Sam Falls

At first sight, Los Angeles-based artist Sam Falls resembles a hippie stoner from central casting. Long-haired and unshaven with a sensitive glint in his eye, the 30-year-old would-be surfer bro has, in fact, catapulted into blue-chip art territory since his 2013 and 2014 shows with Zurich powerhouse Galerie Eva Presenhuber. Nevertheless, he does consider sunshine and raindrops two of his chief mediums.
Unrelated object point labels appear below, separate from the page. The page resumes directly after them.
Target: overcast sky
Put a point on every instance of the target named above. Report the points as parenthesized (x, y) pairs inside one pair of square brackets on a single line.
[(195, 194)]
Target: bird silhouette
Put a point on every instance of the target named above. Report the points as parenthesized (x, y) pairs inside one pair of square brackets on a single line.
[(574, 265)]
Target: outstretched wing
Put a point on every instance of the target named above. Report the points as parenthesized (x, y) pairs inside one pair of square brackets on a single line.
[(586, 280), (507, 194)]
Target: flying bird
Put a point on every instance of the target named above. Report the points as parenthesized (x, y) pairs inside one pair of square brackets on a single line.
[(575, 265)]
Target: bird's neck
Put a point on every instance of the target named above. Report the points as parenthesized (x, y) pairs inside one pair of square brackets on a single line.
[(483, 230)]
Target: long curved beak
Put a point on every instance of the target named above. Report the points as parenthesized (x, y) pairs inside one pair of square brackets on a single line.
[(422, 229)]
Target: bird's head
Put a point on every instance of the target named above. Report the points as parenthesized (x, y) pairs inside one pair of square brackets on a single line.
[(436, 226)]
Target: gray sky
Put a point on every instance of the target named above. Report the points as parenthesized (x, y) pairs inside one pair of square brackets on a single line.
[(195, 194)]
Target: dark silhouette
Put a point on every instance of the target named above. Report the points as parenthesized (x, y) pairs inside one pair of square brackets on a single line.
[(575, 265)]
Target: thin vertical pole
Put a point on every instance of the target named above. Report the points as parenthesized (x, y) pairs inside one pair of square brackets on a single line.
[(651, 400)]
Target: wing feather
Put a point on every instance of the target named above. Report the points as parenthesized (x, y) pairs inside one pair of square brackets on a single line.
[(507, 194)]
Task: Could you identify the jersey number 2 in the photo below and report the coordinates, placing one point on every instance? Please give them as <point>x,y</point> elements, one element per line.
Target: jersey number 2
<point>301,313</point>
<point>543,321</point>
Inspired by the grand tradition of American landscape photography, Falls leaves fabrics, canvases, metal, and other materials outdoors so they can fade, rust, or otherwise record the elements. “This became my way of working with the history of photography without actually using photography,” he says in his studio. “It’s light and time, and it’s a shadow that makes the image.” He points to a series of canvases that hold the reverse imprints of front pages of the Los Angeles Times that were left lying across them in the rain—on those rare mornings when it does rain in L.A.
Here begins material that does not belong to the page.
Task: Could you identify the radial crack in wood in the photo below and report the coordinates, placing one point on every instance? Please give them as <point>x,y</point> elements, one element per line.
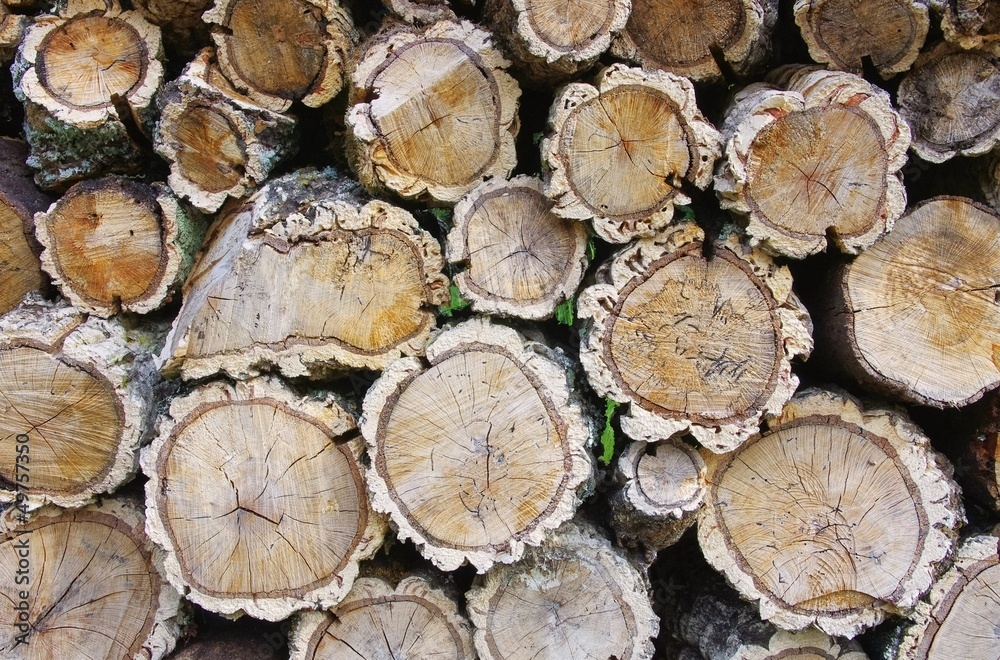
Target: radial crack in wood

Weathering given locations is a conceit that applies to Falls’s work as much as it does to his own biography. Born in San Diego, raised in Vermont, and educated in Oregon and later in New York, he arrived in L.A. in 2011, early in the wave of artists now flocking to the fairer coast. Today he lives in a Schindler house on the east side with his wife, the gallerist Erin Falls. His studio, an 11,000-square-foot former knitting factory, is minutes away in Tropico, a pocket of Glendale where artists like Mungo Thomson, Kerry Tribe, and Jordan Wolfson have recently set up shop.
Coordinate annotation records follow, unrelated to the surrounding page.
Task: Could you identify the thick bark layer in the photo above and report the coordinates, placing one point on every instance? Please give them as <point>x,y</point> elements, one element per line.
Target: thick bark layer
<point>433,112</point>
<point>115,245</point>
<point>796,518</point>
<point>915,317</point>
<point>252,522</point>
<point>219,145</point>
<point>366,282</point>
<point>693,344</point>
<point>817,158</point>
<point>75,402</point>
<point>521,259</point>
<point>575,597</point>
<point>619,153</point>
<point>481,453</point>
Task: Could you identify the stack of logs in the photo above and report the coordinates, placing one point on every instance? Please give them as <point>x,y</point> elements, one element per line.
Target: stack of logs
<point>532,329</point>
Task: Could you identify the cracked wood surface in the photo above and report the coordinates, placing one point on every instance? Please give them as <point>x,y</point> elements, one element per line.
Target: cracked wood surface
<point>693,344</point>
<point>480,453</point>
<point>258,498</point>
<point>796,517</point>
I met him there as he was preparing his solo show that opens this month at Ballroom Marfa, the desert kunsthalle in remote west Texas. “I was dying to do a show in Marfa because I was so interested in minimalism and Donald Judd and outdoor sculpture,” he says. Among the works on view will be a Ford Ranger from 1984, the year of his birth, the interior of which has been used as a planter for succulents; and two works—one a skipping vinyl record and the other a three-hour-forty-minute-long video set in the duration between low and high tides—that ponder the evasive notion of the moment called “now.”

While Falls considers visits to Marfa something of a pilgrimage, he also realizes the more oppressive side of minimalism. “Not just the form or design,” he says, “but the rigid way of thinking that informs them, which actually doesn’t interact with nature. The sculptures are meant to stay perfect and outlive people.” As an homage to the people—and animals—who make up his family, another recent work is a suite of glowing pinkish-orange helium lights, representing the artist, his wife, and their two dogs, floating from suspended helium balloons. Falls’s brand of minimalism is a far more buoyant one.